Back in 2015 ithe Guardian reported that The Smithsonian Institution was considering opening their first location outside the US, on the former Olympic site in East London. It would create exhibitions compiled from their galleries in Washington and New York. Today the committee will decide if this is to become a reality

The Smithsonian is Federally funded and this is an election year. it wouldn’t make a lot of sense to open a European branch of a US museum, as this would not be good value for money in a country where only 36% of the citizens hold a passport.

It now transpires that The British Museum is considering moving into the £850m cultural hub which will also have a branch of the Victoria and Albert Museum (V&A) and a Sadler’s Wells dance theatre. The government is also considering building a campus for the University of the Arts London at the location. 

The Olympic developers have estimated that it will cost $50m (£33m) it would cost to construct the gallery which would consist of a 40,000 sq ft exhibition space within a larger building. Private funds would cover the operating costs, estimated at up to $7m (£4.6m) a year.

The acting secretary of the Smithsonian, Albert Horvath, told the New York Times that the project will give the museum the chance to raise its international profile.

“This is going to be about showing the best and the breadth of the Smithsonian,” he said. “We have 130m-plus objects at the Smithsonian. We have no shortage of things that we can certainly use to tell our story. So I am not concerned that there will be any diminution in the kinds of things we are doing here at our home base because of this.”

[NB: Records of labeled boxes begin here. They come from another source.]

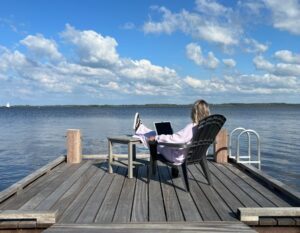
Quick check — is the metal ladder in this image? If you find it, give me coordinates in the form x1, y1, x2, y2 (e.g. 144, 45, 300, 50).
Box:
228, 127, 261, 170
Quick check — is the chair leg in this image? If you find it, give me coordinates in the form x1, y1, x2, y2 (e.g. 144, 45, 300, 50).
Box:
147, 158, 153, 183
180, 162, 190, 192
200, 158, 213, 185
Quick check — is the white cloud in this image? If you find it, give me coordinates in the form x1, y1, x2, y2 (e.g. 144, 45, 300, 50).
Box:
196, 0, 229, 15
0, 25, 182, 98
222, 58, 236, 68
186, 43, 219, 69
253, 55, 274, 72
184, 74, 300, 95
238, 0, 265, 16
185, 43, 204, 65
253, 52, 300, 77
244, 38, 268, 53
20, 34, 63, 61
274, 50, 300, 63
206, 52, 219, 69
143, 6, 241, 46
61, 24, 119, 67
121, 22, 135, 30
273, 63, 300, 77
264, 0, 300, 35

The Art Newspaper reported that, “The Smithsonian’s trustees are due to meet today, 11 April, to discuss the future of their Olympicopolis project. There will be “an announcement, whichever way it goes”, a spokeswoman for the Smithsonian says”. 

If the plan goes ahead, the new museum would open in 2021 as part of a new cultural quarter at the Stratford site of the London Olympics.  The Smithsonian collection runs to 138m items, from works of art and space rockets to the Enola Gay – which dropped the atomic bomb on Hiroshima – and the ruby slippers worn by Judy Garland in The Wizard of Oz.

The Smithsonian was originally funded “for the increase and diffusion of knowledge” with money left in 1829 by an English scientist, James Smithson, who had never set foot on American soil.